8 thoughts on “Mining the ocean”

  1. I've read that they have gotten a lot better at preserving fisheries within US EEZ waters. It came too late to save the fisheries off New England, but we might be able to save many others.

    That said, it doesn't do the fish who lived outside of the EEZ's of nations willing to protect them much good, and especially not the fish who get hit by those horrific trawling nets.

  2. It's even worse in Europe. The fisheries ministers go to Brussels every year, hear the expert advice that quotas must be cut hard, and ignore it. They go home proudly saying they have "defended our fishermen". You have seen the fishing port here in Caleta de Vélez, built with European money, full of large boats, which replaced the dories that used to be pulled up on the beach. The continental shelf is about 2 km wide here and the sustainable catch small. Almost all the full-sized fish on menus is farmed.
    One ray of hope is provided by the massive offshore wind farms in the North Sea. These are incompatible with industrial fishing, especially trawling, so the farms become de facto marine conservation areas.

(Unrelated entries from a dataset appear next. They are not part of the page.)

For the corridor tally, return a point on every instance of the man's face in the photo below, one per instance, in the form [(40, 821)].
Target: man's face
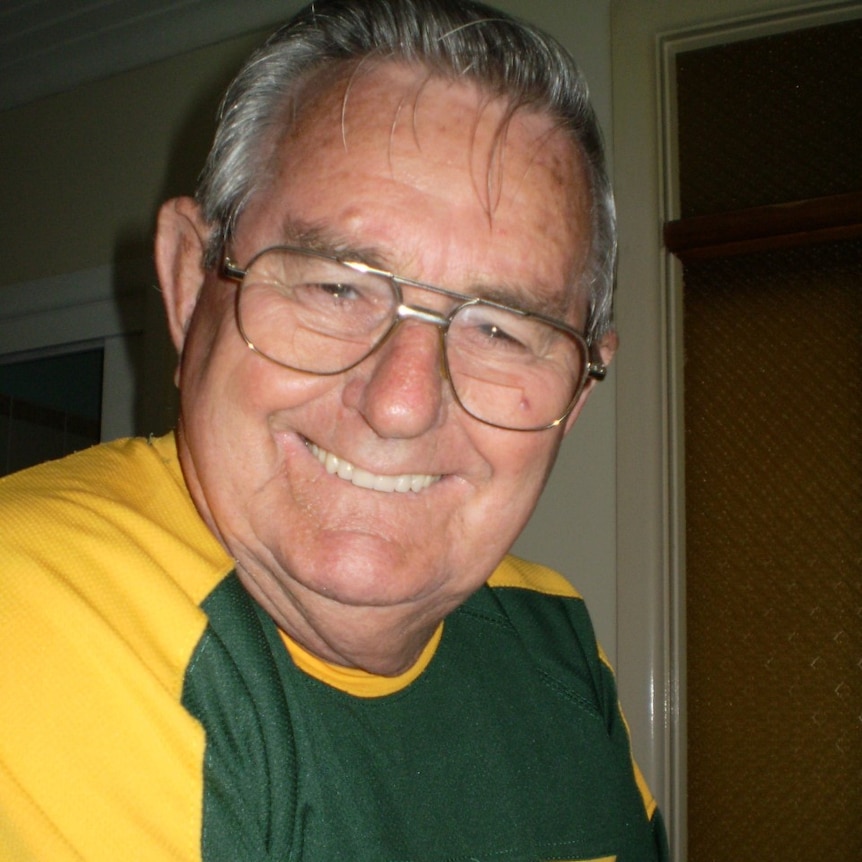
[(411, 172)]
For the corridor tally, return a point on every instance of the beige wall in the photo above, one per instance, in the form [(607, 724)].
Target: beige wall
[(85, 170)]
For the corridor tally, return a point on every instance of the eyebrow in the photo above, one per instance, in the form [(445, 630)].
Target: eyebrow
[(322, 238)]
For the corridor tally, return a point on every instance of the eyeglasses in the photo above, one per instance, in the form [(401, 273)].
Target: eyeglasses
[(314, 313)]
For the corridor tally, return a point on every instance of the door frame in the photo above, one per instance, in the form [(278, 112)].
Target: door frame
[(646, 37)]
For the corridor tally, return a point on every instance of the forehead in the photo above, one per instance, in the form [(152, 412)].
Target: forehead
[(429, 177)]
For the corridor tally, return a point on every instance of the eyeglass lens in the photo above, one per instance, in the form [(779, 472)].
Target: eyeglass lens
[(317, 315)]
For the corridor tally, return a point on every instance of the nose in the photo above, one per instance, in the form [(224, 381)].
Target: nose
[(400, 388)]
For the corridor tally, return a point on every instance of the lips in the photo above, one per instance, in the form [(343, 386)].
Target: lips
[(366, 479)]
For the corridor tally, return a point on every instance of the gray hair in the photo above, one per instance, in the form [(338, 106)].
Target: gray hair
[(450, 38)]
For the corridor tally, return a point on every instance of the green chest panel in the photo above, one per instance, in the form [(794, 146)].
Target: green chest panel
[(509, 746)]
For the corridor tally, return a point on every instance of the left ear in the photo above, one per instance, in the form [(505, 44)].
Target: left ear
[(607, 347)]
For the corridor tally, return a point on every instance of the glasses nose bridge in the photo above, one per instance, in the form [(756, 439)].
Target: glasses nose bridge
[(424, 315)]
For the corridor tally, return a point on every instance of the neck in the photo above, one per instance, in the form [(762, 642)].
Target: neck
[(385, 641)]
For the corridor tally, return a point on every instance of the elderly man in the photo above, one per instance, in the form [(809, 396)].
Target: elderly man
[(291, 631)]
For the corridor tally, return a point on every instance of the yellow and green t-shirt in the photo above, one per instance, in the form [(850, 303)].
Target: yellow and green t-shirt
[(150, 710)]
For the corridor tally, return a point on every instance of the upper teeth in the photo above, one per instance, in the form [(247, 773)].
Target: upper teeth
[(366, 479)]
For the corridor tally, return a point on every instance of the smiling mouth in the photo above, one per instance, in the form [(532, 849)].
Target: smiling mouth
[(366, 479)]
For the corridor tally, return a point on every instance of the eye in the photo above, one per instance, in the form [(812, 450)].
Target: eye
[(495, 332), (329, 293), (485, 328), (336, 290)]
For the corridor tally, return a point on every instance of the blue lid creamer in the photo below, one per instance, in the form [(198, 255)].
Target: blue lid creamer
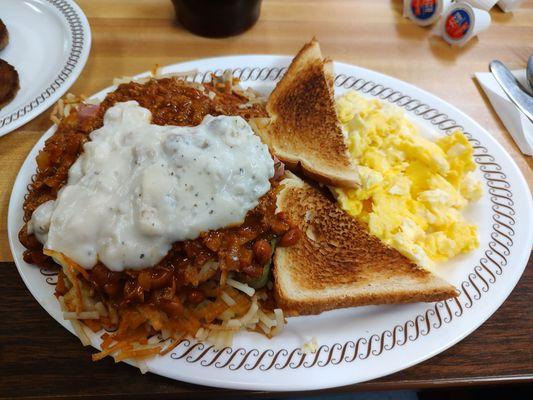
[(461, 22), (424, 12)]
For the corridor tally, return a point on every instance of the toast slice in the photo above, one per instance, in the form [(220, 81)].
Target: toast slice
[(304, 131), (337, 263)]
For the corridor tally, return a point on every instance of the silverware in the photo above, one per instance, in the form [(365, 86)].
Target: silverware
[(512, 88), (529, 72)]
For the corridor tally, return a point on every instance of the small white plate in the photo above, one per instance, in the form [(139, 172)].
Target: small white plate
[(362, 343), (49, 42)]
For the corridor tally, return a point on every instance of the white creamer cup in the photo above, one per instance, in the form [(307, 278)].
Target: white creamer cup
[(461, 22), (509, 5), (424, 12), (482, 4)]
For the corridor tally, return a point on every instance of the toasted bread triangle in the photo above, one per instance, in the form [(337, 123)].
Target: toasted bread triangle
[(304, 131), (337, 263)]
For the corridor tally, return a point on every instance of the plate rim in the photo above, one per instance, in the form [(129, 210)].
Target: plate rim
[(75, 20), (242, 385)]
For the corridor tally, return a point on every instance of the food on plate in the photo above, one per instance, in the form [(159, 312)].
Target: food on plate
[(337, 263), (9, 82), (170, 217), (304, 130), (159, 203), (4, 35), (413, 189)]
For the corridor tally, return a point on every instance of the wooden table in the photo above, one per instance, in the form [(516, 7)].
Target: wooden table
[(39, 358)]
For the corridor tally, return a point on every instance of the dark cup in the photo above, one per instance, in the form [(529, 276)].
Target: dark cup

  3. Your depiction of fishermen attitudes in New England is historically accurate and contributed greatly to the decline of major fish stocks like cod. However, the picture has changed dramatically in recent years in the US. New England now has a complex and adaptive system of closed areas and much tighter restrictions on catch effort and levels. In Alaska, a real model of effective fisheries management, major fisheries have never fought against scientific recommendations on catch limits. Around the country, fishermen are actively engaged with both academic and government scientists on new gear designs and fishing methods to reduce destructive bycatch and habitat impacts. All is certainly not sweetness and light, and many problems certainly remain, but attitudes in US fisheries are not quite as blind as the ones depicted in your post. It's been a long time since ads in fishing magazines for sonar systems said, "Catch the last sardine!"

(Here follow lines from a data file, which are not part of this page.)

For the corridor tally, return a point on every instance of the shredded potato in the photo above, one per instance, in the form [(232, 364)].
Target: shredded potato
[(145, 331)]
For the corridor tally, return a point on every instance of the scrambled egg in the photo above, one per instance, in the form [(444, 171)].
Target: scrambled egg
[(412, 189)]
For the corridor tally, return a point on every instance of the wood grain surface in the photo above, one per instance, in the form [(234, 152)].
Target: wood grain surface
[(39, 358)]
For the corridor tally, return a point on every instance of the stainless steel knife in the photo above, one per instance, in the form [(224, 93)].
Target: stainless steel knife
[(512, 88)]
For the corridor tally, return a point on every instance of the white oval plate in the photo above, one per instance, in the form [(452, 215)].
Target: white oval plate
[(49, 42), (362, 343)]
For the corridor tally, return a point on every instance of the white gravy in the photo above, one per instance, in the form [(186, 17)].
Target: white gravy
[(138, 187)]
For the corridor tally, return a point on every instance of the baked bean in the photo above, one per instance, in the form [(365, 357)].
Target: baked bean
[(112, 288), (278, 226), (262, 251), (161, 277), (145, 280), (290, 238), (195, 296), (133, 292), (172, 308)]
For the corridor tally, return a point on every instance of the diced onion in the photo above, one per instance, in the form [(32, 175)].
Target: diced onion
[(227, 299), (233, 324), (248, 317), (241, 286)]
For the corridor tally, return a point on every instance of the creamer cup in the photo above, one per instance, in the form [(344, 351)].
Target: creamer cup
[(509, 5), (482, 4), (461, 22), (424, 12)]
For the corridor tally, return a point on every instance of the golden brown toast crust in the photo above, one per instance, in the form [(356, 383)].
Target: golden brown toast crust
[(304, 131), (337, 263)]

  4. It's not just overfishing. In Baltimore, there's an area called "Herring Run." At one time, the actual stream was stocked with shad which is actually a type of herring. No more due to pollution.

    In the case of cod, it's not just the overfishing of cod, but also the overfishing of smaller fish (cod being a top of the food chain predator) and the change in the chemistry of the oceans due to CO2 buildup which reduces activity throughout the food chain.

  5. I agree like crazy with your overall point, but there is wild haddock now rated as sustainable by the entities that rate such things. I think you don’t find finnan haddie more because it fell out of fashion than that the haddock it’s made from aren’t available. Here in the northeast U.S., Spence & Co. produce what they call “findon haddock”, supposedly from sustainable fisheries, which shows up in some markets in Washington, where I live. It’s very good, but you won’t find it on restaurant menus.

  6. I query the timetable about cooking with salt cod. It was the mainstay of the Viking economy, and they still salt cod in the Lofoten Islands. The Breton and Cornish fishermen who sailed to the Grand Banks after the Cabots were supplying a large existing market.